Ai Weiwei, the internationally acclaimed artist who has been harassed and imprisoned by the Chinese government, appeared on Trevor Noah’s The Daily Show on Wednesday. While the upbeat host usually cracks jokes and does impressions during the interview portion of the show, his conversation with Weiwei was somber as the two discussed the artist’s new memoir 1,000 Years of Joys and Sorrows, which recounts his time in prison as well as at that of his father. The host started off by heaping praise upon Ai: “You are, without exaggeration, one of the coolest human beings I’ve ever spoken to,” Noah said, “and you’ve also lived one of the hardest lives I’ve ever come across.”
When asked why his memoir recounts so much of his father’s life, Ai responded, “I’m often asked, ‘How did you become you?’ and when I was in detention I asked myself the same question: How did I become an enemy of the state?” Ai went on to talk about the threads that have connected him to his father in the context of the Chinese government’s changing political landscape.
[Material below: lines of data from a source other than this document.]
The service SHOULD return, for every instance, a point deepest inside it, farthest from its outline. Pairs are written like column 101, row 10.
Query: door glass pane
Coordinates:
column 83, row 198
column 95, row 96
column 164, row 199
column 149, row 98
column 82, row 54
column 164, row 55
Noah asked Ai if he has been able to challenge the government because he has no fear, but Ai said that’s not the case. “There is fear,” he said. “The fear is that I don’t speak out.”
Noah turned the conversation to the Uighurs, an ethnic and Muslim minority in China who have been put into reeducation camps. International human-rights groups have called the Chinese treatment of Uighurs a genocide. When asked what he thought, Ai said that China has a history of treating certain people, particularly Tibetans and Inner Mongolians, in a similar manner. “They do this to their own people,” he said.